The Cu Chi tunnels we are not so sure on, it was what felt like a really long day with not much time actually at the tunnels. It was over a two hour journey from HCM. It was good to see the surroundings and try to understand what it must have been like but it was quite pricey ~180,000 dong (bus and tunnels entry fee) and a long trip, the museum in the city centre was much more informative and you could get a much better feel of what really happened. The Cu Chi tunnels tour was interesting but much less informative…if you have a penchant for small spaces though you’d love it! you get the chance to crawl through one of the tunnels, Danielle got half way before freaking out, but I couldn’t even go in 😦
Whilst staying with Claire she took us to two lovely restaurants, one aimed at the expatriates; pretty classy food with a price tag to match. We had a lovely ‘English style fish and chips’ which was perfect after being away from home for so long! The other one was a Thai restaurant.

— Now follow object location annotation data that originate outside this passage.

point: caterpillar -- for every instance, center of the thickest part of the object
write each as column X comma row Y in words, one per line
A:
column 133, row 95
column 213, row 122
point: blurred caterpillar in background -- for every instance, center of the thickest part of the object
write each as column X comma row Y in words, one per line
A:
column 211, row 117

Next bus journey took us to a little place called Dalat, we stayed in a hostel called ‘Dalat Green’, the owners were lovely; we had nice breakfasts and a free dinner one night. However, it was very small so quite difficult to meet people and was far away from the town (we would advise to stay near the lake). The main thing we did here was rent a scooter and enjoy a proper tourist day going to; Pongour waterfall, Elephant falls, a silk factory, a temple with a huge laughing Buddha and a coffee plantation (worst coffee we’d had in a while!). It was a beautiful day and quite easy to fit it all in as all fairly near each other…Pongour is just a bit further away and be prepared for about 500m of a bumpy scooter ride down a dirt track.

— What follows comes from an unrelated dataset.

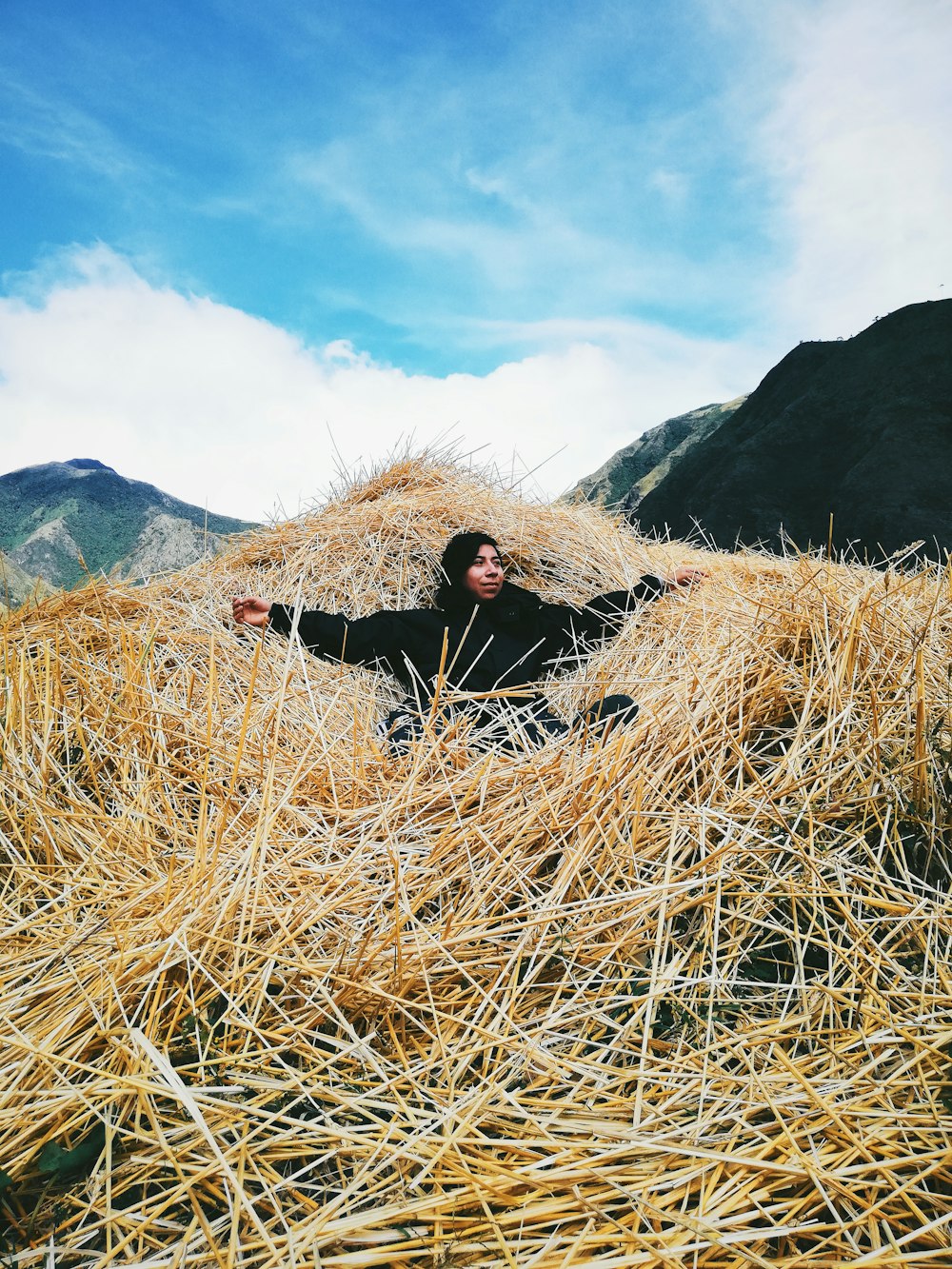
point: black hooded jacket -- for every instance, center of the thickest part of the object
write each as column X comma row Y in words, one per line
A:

So after our busy day we had a good nights sleep and in the morning got the bus to Mui Ne. To be honest the only thing we would recommend here is the sand dune sun rise tour which was pretty stunning even though our driver got us there late and we missed the first part of the sunrise….also our jeep didn’t actually drive on the sand which we thought it was going to so check that out when you book, we paid 70,000 dong so maybe you have to pay a bit more to get a better service. After the sunrise we also got driven to the red sand dunes where you can surf, to the fairy stream which is a stunning little walk, then finally to the fishing village which is quite sad as they don’t know anything about conservation and throw away scraps they don’t want and leave the poor little fish to die on the sand instead of putting them back in the water. We are not sure what/if anything we can do about this so if anyone knows or works in this area please tell us!
From Mui Ne we took the us to our final destination in Vietnam, Ho Chi Minh (or Saigon, we found they were both used interchangeably).